4. Client Testimonials. Nothing does more for any business than the words of others. The same thing applies to graphic designers. If they have a web page of testimonials, it tells you that their customers are satisfied and willing to go on record saying so. But, look closely at the types of comments, too. Are they all the same, or do they offer insights into the relationships they’ve had? Consider contacting some of their clients and asking them about their experience working with the designer.
5. Setting Expectations. Understand how your business fits into the client roster of the graphic designer. Can you be confident that you’ll receive the same level of attention that other clients get? That’s a direct question you should ask any candidate. You need to state your expectations clearly and up front. Listen for signs of over-promising.

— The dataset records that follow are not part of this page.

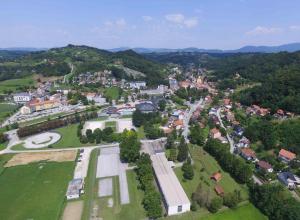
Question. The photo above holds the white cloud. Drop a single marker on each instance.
(294, 27)
(147, 18)
(181, 21)
(260, 30)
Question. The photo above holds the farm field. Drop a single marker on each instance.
(204, 166)
(245, 212)
(14, 84)
(36, 190)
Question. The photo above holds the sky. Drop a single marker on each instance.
(209, 24)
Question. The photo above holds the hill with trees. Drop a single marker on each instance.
(57, 62)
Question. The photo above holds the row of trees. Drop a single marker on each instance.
(203, 198)
(145, 175)
(275, 202)
(237, 167)
(52, 124)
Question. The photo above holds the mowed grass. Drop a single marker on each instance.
(243, 212)
(68, 138)
(6, 109)
(204, 166)
(34, 191)
(14, 84)
(134, 210)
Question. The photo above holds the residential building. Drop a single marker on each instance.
(215, 133)
(248, 154)
(264, 166)
(175, 199)
(286, 156)
(289, 179)
(75, 188)
(22, 98)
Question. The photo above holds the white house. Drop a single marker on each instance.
(137, 84)
(175, 199)
(22, 97)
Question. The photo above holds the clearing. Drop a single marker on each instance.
(26, 158)
(34, 191)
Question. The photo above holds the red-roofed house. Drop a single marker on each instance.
(248, 154)
(286, 155)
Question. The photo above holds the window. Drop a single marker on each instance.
(179, 208)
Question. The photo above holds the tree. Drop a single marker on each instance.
(182, 151)
(215, 204)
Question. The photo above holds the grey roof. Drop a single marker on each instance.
(169, 184)
(74, 187)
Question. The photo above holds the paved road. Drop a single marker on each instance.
(187, 118)
(231, 142)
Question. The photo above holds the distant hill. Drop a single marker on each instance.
(56, 62)
(247, 49)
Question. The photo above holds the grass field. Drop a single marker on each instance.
(6, 109)
(112, 93)
(14, 84)
(244, 212)
(134, 210)
(205, 165)
(34, 191)
(69, 137)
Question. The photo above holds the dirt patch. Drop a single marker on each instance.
(26, 158)
(73, 211)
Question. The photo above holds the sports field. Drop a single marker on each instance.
(34, 191)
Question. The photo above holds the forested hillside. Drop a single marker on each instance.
(56, 62)
(277, 75)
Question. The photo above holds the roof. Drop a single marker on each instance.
(170, 186)
(216, 176)
(219, 190)
(248, 152)
(214, 131)
(265, 165)
(287, 154)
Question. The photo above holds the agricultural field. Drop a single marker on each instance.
(6, 109)
(204, 166)
(34, 191)
(246, 212)
(14, 84)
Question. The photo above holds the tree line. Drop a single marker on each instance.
(237, 167)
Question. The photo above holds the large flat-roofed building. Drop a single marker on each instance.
(175, 199)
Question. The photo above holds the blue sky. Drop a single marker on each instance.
(222, 24)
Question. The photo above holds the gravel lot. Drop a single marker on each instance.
(105, 187)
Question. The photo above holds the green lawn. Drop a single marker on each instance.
(204, 166)
(34, 191)
(6, 110)
(112, 124)
(14, 84)
(112, 93)
(244, 212)
(134, 210)
(68, 138)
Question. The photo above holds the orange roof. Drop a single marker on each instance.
(216, 176)
(248, 152)
(219, 190)
(214, 131)
(178, 122)
(287, 154)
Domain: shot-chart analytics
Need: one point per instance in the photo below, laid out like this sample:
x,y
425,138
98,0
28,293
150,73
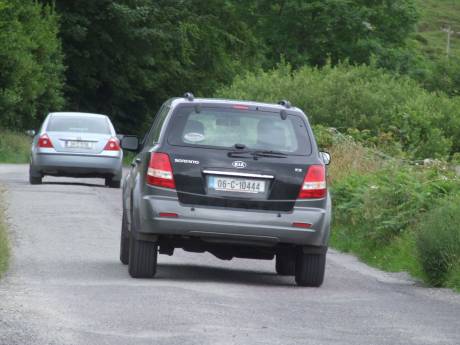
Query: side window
x,y
154,135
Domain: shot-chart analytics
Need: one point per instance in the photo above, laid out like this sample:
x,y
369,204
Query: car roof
x,y
223,101
69,113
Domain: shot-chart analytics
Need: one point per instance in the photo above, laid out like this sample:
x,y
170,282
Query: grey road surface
x,y
66,286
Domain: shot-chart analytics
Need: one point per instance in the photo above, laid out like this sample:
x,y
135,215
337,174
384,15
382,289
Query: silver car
x,y
76,145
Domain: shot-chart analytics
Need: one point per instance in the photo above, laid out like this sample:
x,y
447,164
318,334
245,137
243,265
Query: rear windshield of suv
x,y
222,128
79,124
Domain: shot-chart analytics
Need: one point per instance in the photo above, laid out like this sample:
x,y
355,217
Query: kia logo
x,y
239,164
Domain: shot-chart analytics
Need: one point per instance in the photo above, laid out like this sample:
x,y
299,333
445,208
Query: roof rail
x,y
285,103
189,96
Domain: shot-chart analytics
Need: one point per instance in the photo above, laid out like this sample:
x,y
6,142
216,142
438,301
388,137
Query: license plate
x,y
239,185
71,144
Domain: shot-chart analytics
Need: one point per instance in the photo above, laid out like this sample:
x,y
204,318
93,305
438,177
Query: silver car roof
x,y
179,100
77,114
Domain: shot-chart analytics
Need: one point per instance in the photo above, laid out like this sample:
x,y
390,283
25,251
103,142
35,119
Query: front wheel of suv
x,y
285,265
142,258
309,269
111,183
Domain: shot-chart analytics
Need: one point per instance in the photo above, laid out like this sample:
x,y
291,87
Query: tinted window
x,y
225,127
79,124
158,125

6. Accessibility. If you’re hiring a local graphic designer, they should want to meet you face-to-face to discuss your needs. And you should, as well. A lot can be learned from engaging in a conversation that goes deeper than the project at hand. A strategic relationship is critical to the success of any communications effort. And understanding you, your product or service, audience, industry and competition is vital. Furthermore, reflecting your attitude, personality and style in the work are not only entirely appropriate, but it also brings to you real ownership. This requires a relationship of accessibility, open and honest communications and, sometimes, proximity.
7. Value vs. Billing Rates. Take the time to research what professional graphic design services cost and determine a realistic budget before you contact anyone. (Round numbers are fine.) Understand and appreciate the true value of the services you’re looking to buy. Be sure to maintain the right perspective when evaluating fees. Most people don’t hesitate to pay the furnace repairman or auto mechanic $90.00/hour. Yet, nobody can argue that the public face of your business is less important.
While you might find that less-experienced graphic designers charge lower rates, some tend to work slower and might require more hand-holding and direction. That means more of your time spent. Experienced designers charge higher hourly rates, but typically need less direction, work efficiently and are more attuned to best practices. They also tend to have relationships with industry experts, vendors, etc. and can help you find the right resources to complete the job. Finding the cheapest designer might have some appeal. But, you could actually end up paying more through your time spent or in revisions. Their billing rate has to be weighed with other factors. Avoid those who undervalue their services or offer deep discounts to get your business.
8. The Bigger Picture. When interviewing candidates, take notice of how they view your needs. Are they thinking along a project-by-project path, or do they want to understand the bigger picture of how it all fits into your business goals? The designer who looks beyond individual projects is likely better suited to provide holistic advice that fits your bigger picture. Certain projects might be approached differently if there’s a larger objective to be met.
9. Remain Open to Advice. An experienced graphic designer has likely been there, done that, and may offer advice that could cause you to reconsider some of your own ideas. This is a good thing! Look for a designer who is willing to respectfully challenge your thinking. And be open to it. If you tell them, “I know exactly what I want. I just need someone to put it together,” you might just get exactly what you want. But, it might not be what you really need. Remember, it’s also in the best interests of the graphic designer that the project succeeds.
10. Look for Skills beyond Their Core Discipline. Ask the designer about their skills and experience. Do they simply rattle off a list of projects, or do they discuss responsibilities and results? Look for genuine passion in what they do. Inquire about specific clients or projects you saw on their website and what role they played. Find out who they work with and what they offer beyond their primary discipline. For example, some designers are also good writers. But, nobody can do it all. They likely work within a network of experts, including web developers, printers and photographers.
Evaluate how the candidate engages you about your business, market and audience prior to discussing your project. They should want to understand your challenges and long-term vision, which will put them in a better position to provide sound recommendations.
If this is new territory for you, there’s nothing wrong with letting them know. The true creative professional is the one who is willing to help you along because they know it will make things run smoothly and benefit everyone in the long run.